How then are we to demonstrate the power and truth of the Resurrection to our sceptical culture? Athanasius, writing in the fourth century, gives a surprising answer. The evidence for the Resurrection is not established primarily through historical analysis or even pointing to the empty tomb, but in the lives of those touched by it. He writes:
“The Saviour is working mightily among men. Every day He is invisibly persuading numbers of people all over the world… to accept His faith and be obedient to His teaching. Can anyone, in face of this, still doubt that He has risen and lives, or rather that He is Himself the Life? Does a dead man prick the consciences of men, so that they throw all the traditions of their fathers to the winds and bow down before the teaching of Christ? If He is no longer active in the world, as He must needs be if He is dead, how is it that He makes… the adulterer cease from his adultery, the murderer from murdering, the unjust from avarice, while the profane and godless man becomes religious?”
The best evidence for the Resurrection does not primarily emerge from historical enquiry & investigation, but is found in the lives of people who believe it, who meet the risen Jesus Christ and are changed by that encounter.
My life has been totally changed by an encounter with the risen Jesus. So has my husband Oliver’s. I have seen so many lives changed by him.
- I could tell you of a lady called in our church in Coventry who came to faith in Jesus.
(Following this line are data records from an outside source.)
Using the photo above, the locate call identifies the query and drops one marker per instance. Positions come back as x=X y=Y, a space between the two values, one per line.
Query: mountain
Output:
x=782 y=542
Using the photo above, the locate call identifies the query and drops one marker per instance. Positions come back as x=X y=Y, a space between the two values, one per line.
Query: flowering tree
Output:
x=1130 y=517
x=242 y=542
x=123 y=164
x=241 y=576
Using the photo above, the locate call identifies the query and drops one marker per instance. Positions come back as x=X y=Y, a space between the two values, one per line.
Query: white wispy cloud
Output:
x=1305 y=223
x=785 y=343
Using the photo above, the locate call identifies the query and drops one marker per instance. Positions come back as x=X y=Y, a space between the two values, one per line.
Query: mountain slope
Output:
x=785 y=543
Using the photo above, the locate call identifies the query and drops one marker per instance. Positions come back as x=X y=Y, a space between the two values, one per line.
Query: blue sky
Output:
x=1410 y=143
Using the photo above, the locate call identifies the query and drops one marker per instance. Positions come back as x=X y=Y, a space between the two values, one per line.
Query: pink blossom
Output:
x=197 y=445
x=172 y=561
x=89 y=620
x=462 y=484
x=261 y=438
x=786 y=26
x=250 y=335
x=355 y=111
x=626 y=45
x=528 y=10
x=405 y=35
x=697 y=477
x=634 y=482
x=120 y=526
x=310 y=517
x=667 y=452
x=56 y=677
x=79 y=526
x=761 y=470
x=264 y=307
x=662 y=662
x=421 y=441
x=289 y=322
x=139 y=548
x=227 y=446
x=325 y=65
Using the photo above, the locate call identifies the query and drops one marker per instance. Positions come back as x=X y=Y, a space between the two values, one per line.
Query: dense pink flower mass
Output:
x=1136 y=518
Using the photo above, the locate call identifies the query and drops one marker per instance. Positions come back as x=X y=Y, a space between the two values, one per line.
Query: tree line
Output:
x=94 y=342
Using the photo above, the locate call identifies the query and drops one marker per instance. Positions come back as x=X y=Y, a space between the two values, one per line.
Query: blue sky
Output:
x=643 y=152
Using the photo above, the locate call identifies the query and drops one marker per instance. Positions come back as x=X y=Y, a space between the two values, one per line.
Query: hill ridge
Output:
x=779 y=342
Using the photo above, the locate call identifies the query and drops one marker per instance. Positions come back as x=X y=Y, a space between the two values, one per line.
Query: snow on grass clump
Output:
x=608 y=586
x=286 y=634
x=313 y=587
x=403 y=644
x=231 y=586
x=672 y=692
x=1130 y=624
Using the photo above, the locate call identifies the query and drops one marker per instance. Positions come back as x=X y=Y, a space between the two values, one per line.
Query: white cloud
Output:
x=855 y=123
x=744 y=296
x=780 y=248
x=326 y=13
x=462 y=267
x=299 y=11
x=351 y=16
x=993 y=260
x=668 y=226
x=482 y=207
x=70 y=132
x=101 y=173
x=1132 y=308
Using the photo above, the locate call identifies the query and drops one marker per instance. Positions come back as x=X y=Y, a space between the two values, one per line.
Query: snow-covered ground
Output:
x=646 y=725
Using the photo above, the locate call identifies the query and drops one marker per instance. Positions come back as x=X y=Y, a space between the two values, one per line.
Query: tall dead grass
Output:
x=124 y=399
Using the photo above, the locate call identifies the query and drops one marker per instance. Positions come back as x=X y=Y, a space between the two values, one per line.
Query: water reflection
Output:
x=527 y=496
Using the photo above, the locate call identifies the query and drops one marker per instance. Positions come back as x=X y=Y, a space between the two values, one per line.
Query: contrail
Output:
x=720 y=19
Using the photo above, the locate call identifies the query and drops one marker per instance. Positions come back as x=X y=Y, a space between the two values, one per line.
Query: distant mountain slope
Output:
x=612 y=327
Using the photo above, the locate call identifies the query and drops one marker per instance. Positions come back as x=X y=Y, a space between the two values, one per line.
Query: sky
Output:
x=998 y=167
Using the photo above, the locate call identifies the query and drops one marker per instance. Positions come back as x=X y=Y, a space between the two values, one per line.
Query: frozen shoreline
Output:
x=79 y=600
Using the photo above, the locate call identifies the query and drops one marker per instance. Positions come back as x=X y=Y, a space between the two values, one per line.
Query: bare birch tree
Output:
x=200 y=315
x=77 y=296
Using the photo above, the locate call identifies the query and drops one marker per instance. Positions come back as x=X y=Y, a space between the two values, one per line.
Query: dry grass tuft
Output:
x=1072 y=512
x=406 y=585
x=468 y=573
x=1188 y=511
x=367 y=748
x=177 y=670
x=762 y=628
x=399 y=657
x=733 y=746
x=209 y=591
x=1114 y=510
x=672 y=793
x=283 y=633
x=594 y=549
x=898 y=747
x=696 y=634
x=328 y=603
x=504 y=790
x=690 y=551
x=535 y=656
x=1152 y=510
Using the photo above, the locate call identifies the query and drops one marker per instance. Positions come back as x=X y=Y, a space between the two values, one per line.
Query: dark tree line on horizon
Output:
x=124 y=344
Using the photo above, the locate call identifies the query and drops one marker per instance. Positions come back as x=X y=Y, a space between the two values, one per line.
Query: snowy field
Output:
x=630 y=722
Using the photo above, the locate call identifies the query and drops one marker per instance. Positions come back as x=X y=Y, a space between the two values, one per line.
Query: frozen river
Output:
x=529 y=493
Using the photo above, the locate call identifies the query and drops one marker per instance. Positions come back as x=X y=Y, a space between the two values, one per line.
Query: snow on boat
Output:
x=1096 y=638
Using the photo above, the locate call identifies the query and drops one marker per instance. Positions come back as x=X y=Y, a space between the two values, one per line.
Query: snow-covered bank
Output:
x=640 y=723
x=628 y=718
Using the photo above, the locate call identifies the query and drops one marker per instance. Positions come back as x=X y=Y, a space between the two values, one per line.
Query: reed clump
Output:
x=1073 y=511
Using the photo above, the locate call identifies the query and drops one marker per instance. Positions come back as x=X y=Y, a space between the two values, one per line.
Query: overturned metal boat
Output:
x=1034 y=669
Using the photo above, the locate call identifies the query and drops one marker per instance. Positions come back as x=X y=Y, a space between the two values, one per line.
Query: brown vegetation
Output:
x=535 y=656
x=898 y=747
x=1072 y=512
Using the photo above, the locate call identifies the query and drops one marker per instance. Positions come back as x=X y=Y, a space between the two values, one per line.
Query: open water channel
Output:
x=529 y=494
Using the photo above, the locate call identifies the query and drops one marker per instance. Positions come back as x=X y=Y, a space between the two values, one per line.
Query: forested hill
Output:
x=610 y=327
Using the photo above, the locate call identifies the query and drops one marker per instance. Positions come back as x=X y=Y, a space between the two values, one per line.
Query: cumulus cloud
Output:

She was suffering from such bad agoraphobia that she was a prisoner in her house. We had the joy of seeing that fear melt away as her faith grew and the excitement of taking the simple step of catching the train to Birmingham.
- I could tell you of a young woman who was in her early twenties, who was diagnosed with skin cancer. As she underwent aggressive treatment for the cancer, we saw her faith in Jesus grow and she was full of joy and peace. She died two days before her wedding day to young man in our church. Obviously there was great sorrow and rightly so. But also joy in seeing a life full of love and one in which there was no fear of death.
- I’ve also known so many followers of Jesus who don’t have dramatic stories but live lives that are full of faith and hope and love. Lives like this are attractive.
It’s good for us to get to grips with the evidence that is the foundation of the Christian faith and we are going to have the chance to discuss that in small groups after coffee.
The question we are all faced with is this: was Jesus more than a historical figure? Is he the Son of God? If he really is the Son of God then he is alive today. That’s why Christians down the ages have claimed they have met with him and know him.
Actually lots of people believe he exists. But there is all the difference in the world between believing he exists and knowing him as a person. Christianity is about having a relationship with Jesus and actually experiencing getting to know him.